CIAMIS, iNewsTasikmalaya.id – Tatar Galuh Ciamis memiliki kekayaan budaya yang sangat beragam, baik berupa Warisan Budaya Benda (WBB) maupun Warisan Budaya Tak Benda (WBTB).
Pernyataan ini disampaikan oleh Pj Bupati Ciamis, Engkus Sutisna, saat menghadiri acara adat Nyangku di Lapangan Borosngora, Desa Panjalu, pada Senin (30/09/2024).
Tradisi Nyangku merupakan prosesi penyucian benda-benda pusaka peninggalan Prabu Sanghyang Borosngora, para raja Panjalu, hingga bupati yang tersimpan di Pasucian Bumi Alit, Desa Panjalu.
Upacara ini dilaksanakan secara rutin setiap tahun dan menjadi salah satu warisan budaya yang sarat dengan nilai-nilai sejarah dan religius.
“Kegiatan ini menjadi cerminan dari warisan budaya kita yang memiliki nilai historis tinggi. Warisan ini harus dilestarikan dan dimanfaatkan untuk mendukung pembangunan, baik dari segi fisik maupun pengembangan Sumber Daya Manusia (SDM),” ujar Engkus.
Ia menambahkan bahwa upaya pemajuan kebudayaan ini selaras dengan amanat Undang-Undang Nomor 5 Tahun 2017 tentang Pemajuan Kebudayaan.
Engkus menekankan bahwa tradisi Nyangku bukan hanya sekadar acara adat, tetapi juga simbol kekuatan identitas budaya yang dapat menjadi sarana untuk mengekspresikan kreativitas seni tradisional maupun kontemporer.
“Nyangku adalah bukti nyata dari kearifan lokal yang kita miliki di Kabupaten Ciamis. Upacara ini memiliki nilai filosofis yang mendalam dan menjadi bagian penting dari identitas masyarakat Tatar Galuh,” ungkapnya.
Lebih lanjut, Engkus menyampaikan harapannya agar tradisi Nyangku dapat terus berlangsung di masa mendatang dan semakin memperkuat rasa bangga masyarakat terhadap budaya lokal. “Kami sangat mengapresiasi semua pihak yang telah berkontribusi dalam penyelenggaraan acara ini. Semoga warisan budaya ini tetap terjaga dan diteruskan kepada generasi mendatang,” ujarnya.
Sementara itu, Rd. Agus Gunawan Cakradinata, atau yang akrab disapa Kang Awuh, selaku Pemangku Adat, menjelaskan bahwa tradisi Nyangku sudah berlangsung selama berabad-abad dan memiliki akar yang sangat kuat dalam sejarah Panjalu.
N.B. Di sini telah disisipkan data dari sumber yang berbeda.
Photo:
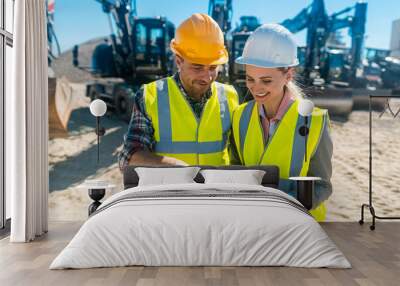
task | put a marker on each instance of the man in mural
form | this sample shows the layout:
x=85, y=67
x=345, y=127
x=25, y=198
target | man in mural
x=185, y=119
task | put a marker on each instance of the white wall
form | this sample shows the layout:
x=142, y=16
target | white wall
x=395, y=39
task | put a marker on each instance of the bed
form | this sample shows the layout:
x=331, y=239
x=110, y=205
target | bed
x=201, y=224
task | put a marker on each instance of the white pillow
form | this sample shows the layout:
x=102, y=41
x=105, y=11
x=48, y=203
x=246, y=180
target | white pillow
x=163, y=176
x=248, y=177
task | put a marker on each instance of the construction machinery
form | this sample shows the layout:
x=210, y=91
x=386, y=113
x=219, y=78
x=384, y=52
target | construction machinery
x=59, y=91
x=138, y=53
x=237, y=74
x=332, y=73
x=379, y=62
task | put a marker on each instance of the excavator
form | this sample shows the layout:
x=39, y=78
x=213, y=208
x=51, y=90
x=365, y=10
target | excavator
x=334, y=75
x=59, y=95
x=138, y=53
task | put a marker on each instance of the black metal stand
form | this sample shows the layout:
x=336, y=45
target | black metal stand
x=370, y=204
x=96, y=195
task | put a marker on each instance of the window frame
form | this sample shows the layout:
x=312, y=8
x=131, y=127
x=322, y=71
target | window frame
x=6, y=39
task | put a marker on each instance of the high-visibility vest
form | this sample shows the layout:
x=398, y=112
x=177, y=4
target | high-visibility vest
x=285, y=148
x=179, y=133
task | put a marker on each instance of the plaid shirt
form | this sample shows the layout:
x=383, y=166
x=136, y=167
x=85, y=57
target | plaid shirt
x=140, y=135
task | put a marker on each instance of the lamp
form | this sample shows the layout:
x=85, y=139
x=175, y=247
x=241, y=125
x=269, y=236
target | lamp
x=98, y=108
x=97, y=188
x=305, y=109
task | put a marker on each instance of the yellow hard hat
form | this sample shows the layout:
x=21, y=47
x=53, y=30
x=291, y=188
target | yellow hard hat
x=200, y=40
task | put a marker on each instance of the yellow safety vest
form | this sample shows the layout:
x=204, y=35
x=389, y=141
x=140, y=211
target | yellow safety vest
x=177, y=131
x=286, y=146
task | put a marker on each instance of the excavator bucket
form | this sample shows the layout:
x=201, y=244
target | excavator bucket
x=60, y=107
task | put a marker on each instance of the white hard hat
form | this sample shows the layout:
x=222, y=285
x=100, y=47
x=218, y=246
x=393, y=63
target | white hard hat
x=270, y=46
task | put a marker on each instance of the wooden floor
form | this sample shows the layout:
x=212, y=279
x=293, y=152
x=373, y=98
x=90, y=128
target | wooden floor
x=374, y=255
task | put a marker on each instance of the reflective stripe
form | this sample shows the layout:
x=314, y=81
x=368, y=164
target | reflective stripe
x=298, y=152
x=166, y=145
x=164, y=118
x=224, y=108
x=190, y=147
x=244, y=125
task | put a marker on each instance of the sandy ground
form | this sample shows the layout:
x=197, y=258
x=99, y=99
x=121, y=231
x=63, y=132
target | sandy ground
x=74, y=159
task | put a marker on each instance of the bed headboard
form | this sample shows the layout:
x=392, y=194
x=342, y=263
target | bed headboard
x=271, y=177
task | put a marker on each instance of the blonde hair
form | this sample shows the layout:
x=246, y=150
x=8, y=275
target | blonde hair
x=293, y=86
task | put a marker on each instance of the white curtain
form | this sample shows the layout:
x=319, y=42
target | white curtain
x=27, y=123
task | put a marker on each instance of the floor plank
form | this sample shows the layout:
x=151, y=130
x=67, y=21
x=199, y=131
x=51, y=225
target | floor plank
x=374, y=255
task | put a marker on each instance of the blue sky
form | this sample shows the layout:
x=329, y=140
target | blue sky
x=79, y=20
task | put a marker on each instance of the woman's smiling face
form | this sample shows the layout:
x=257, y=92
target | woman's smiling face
x=267, y=84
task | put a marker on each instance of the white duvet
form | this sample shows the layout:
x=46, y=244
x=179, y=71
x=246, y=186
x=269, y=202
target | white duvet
x=208, y=230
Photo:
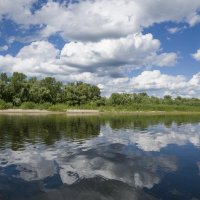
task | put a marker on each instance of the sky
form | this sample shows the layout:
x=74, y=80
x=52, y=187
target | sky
x=124, y=46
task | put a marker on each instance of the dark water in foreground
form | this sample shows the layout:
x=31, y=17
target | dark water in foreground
x=99, y=158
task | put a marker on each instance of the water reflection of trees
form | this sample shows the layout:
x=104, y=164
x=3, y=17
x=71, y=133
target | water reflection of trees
x=142, y=122
x=17, y=130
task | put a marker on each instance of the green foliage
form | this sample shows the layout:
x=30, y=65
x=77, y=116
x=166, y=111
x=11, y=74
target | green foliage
x=58, y=107
x=50, y=94
x=28, y=105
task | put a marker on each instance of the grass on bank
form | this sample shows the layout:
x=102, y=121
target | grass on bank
x=107, y=108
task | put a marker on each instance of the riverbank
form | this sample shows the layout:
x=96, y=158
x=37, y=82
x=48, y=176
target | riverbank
x=93, y=112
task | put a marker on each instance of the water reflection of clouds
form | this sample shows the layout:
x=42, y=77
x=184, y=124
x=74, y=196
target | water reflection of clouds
x=110, y=156
x=138, y=171
x=154, y=138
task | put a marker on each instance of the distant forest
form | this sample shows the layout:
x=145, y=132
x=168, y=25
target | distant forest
x=19, y=91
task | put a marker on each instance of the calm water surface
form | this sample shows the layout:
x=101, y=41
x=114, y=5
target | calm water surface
x=99, y=158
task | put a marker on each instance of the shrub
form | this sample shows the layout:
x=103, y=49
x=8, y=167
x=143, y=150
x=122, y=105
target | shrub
x=28, y=105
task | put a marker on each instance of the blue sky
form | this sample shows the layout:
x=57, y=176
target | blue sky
x=133, y=45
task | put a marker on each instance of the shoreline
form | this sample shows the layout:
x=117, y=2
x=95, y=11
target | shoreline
x=92, y=112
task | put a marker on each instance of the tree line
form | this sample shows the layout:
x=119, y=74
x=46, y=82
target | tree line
x=18, y=89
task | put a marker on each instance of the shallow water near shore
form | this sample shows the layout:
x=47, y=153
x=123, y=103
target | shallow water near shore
x=99, y=157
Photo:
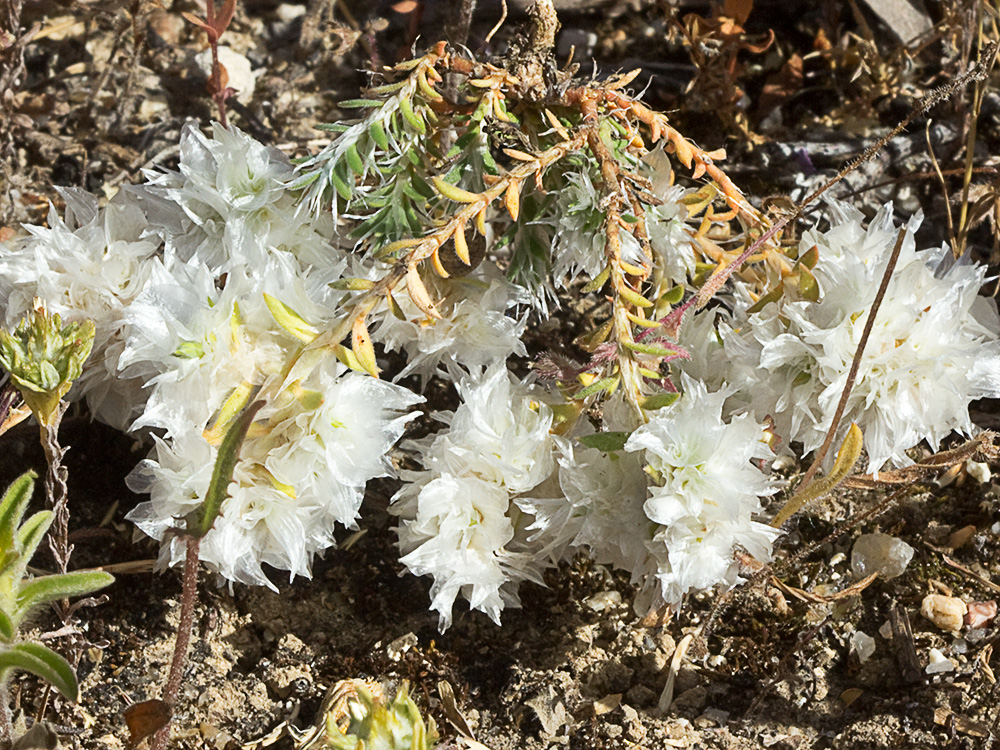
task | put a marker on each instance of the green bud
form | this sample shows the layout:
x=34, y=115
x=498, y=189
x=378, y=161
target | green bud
x=44, y=357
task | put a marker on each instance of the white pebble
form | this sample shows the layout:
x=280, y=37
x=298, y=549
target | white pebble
x=938, y=662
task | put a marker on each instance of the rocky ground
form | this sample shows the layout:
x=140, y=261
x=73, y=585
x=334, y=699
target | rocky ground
x=104, y=92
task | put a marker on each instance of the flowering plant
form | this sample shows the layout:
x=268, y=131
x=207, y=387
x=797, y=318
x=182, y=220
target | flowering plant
x=429, y=238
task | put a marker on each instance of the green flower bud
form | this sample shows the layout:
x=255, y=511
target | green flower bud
x=44, y=357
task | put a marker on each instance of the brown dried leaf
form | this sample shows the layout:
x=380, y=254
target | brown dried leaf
x=361, y=343
x=145, y=719
x=418, y=292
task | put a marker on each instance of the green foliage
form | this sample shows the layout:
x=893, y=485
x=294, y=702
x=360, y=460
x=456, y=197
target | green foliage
x=569, y=177
x=44, y=357
x=20, y=594
x=200, y=520
x=376, y=724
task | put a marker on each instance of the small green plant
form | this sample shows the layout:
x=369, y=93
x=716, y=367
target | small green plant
x=368, y=722
x=44, y=358
x=20, y=594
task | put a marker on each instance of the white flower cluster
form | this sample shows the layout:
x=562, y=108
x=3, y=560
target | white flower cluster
x=475, y=329
x=204, y=284
x=207, y=283
x=673, y=507
x=933, y=348
x=91, y=265
x=499, y=497
x=459, y=524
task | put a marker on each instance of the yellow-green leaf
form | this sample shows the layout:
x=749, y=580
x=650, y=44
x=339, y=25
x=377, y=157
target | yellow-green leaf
x=454, y=192
x=361, y=343
x=847, y=456
x=290, y=320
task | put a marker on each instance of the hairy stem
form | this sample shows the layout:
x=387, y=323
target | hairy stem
x=56, y=491
x=189, y=597
x=6, y=720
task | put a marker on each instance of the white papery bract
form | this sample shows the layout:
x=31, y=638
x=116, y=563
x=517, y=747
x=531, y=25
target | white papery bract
x=580, y=238
x=933, y=348
x=229, y=205
x=310, y=452
x=475, y=330
x=705, y=492
x=91, y=265
x=456, y=516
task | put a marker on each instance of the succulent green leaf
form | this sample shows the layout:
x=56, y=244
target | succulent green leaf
x=673, y=295
x=606, y=442
x=190, y=350
x=659, y=400
x=6, y=627
x=290, y=320
x=653, y=349
x=607, y=384
x=378, y=134
x=634, y=297
x=411, y=117
x=359, y=103
x=31, y=533
x=598, y=281
x=12, y=506
x=61, y=586
x=354, y=160
x=199, y=521
x=42, y=662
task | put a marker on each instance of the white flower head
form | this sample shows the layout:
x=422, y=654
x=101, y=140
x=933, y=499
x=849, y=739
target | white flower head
x=476, y=330
x=456, y=515
x=932, y=350
x=230, y=205
x=312, y=448
x=706, y=489
x=91, y=265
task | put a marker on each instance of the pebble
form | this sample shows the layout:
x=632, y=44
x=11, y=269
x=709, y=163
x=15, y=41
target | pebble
x=880, y=553
x=938, y=662
x=863, y=645
x=604, y=600
x=241, y=77
x=980, y=614
x=947, y=612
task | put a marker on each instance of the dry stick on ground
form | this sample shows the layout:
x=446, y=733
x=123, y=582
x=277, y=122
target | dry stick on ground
x=935, y=97
x=795, y=503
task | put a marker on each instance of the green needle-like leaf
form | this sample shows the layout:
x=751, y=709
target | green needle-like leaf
x=42, y=662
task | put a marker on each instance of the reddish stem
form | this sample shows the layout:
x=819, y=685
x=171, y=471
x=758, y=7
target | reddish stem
x=189, y=597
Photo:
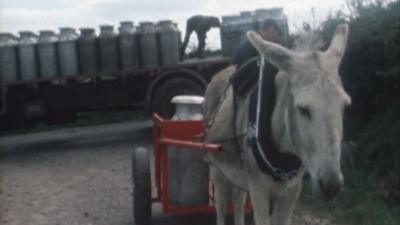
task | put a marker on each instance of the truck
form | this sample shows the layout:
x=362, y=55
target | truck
x=61, y=96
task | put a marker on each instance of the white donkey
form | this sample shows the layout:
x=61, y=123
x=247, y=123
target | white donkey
x=306, y=122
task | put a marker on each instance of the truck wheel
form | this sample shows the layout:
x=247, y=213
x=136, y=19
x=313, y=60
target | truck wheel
x=141, y=187
x=162, y=97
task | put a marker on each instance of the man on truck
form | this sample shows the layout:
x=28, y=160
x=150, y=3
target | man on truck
x=270, y=31
x=201, y=25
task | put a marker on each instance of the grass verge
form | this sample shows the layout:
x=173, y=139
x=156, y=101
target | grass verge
x=358, y=204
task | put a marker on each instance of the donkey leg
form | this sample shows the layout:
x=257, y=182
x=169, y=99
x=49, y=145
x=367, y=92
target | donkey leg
x=220, y=194
x=260, y=199
x=284, y=206
x=239, y=200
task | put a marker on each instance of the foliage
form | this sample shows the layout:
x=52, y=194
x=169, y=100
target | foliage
x=370, y=73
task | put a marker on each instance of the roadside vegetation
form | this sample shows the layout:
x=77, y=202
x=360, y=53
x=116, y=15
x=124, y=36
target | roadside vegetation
x=370, y=73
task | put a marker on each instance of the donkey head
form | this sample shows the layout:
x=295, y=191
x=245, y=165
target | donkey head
x=308, y=116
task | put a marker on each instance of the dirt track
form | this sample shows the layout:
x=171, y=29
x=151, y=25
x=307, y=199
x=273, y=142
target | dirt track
x=80, y=177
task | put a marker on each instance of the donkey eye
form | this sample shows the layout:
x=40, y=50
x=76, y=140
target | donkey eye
x=304, y=111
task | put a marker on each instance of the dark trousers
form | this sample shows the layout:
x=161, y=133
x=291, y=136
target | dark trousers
x=201, y=37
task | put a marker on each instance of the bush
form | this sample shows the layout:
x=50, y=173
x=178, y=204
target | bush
x=370, y=73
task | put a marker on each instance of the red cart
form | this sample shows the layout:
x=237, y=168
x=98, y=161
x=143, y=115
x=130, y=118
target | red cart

Kata Nyangku berasal dari bahasa Arab yang berarti membersihkan, dan dalam konteks ini, tradisi tersebut bertujuan untuk membersihkan benda-benda pusaka bersejarah, termasuk pedang peninggalan Sayidina Ali.
“Menurut sejarah, Prabu Boros Ngora menerima pedang ini saat beliau menimba ilmu agama Islam di Mekkah. Selain pedang, ada juga kain ihram, kain sorban, dan seperangkat pakaian yang menjadi warisan penting dari Sayidina Ali,” jelas Kang Awuh.
Puncak upacara Nyangku ditandai dengan ritual pencucian pedang peninggalan tersebut, bersama dengan benda pusaka lainnya seperti Stok Komando, Pedang Emas, Keris Emas, dan keris Niscala Wastu Kencana, simbol kejayaan Kerajaan Pajajaran. Ritual pencucian dilakukan tepat sebelum waktu Dzuhur, sesuai dengan ketentuan adat.
“Selain pencucian pada hari puncak, masih ada rangkaian kegiatan yang berlanjut, termasuk pencucian pusaka lainnya yang akan dilakukan pada hari Selasa,” tambahnya.
Tradisi Nyangku juga diawali dengan prosesi arak-arakan pusaka dari Bumi Alit, disusul dengan ziarah di tengah Danau Situ Panjalu, sebelum akhirnya dibawa ke Lapangan Borosngora untuk dijamas (dicuci).
Selama tiga bulan sebelumnya, persiapan upacara sudah dilakukan, termasuk pengumpulan air suci dari 52 mata air karomah, di mana 11 di antaranya berasal dari Gunung Salak yang diyakini memiliki kekuatan spiritual.
Nyangku bukan sekadar ritual, tetapi juga bentuk penghormatan kepada para leluhur yang telah memberikan warisan budaya dan spiritual yang begitu berharga bagi kita semua.
Melalui tradisi ini, kita diajak untuk selalu bersyukur dan merawat peninggalan yang ada sebagai wujud terima kasih atas jasa-jasa para pendahulu,” pungkas Kang Awuh.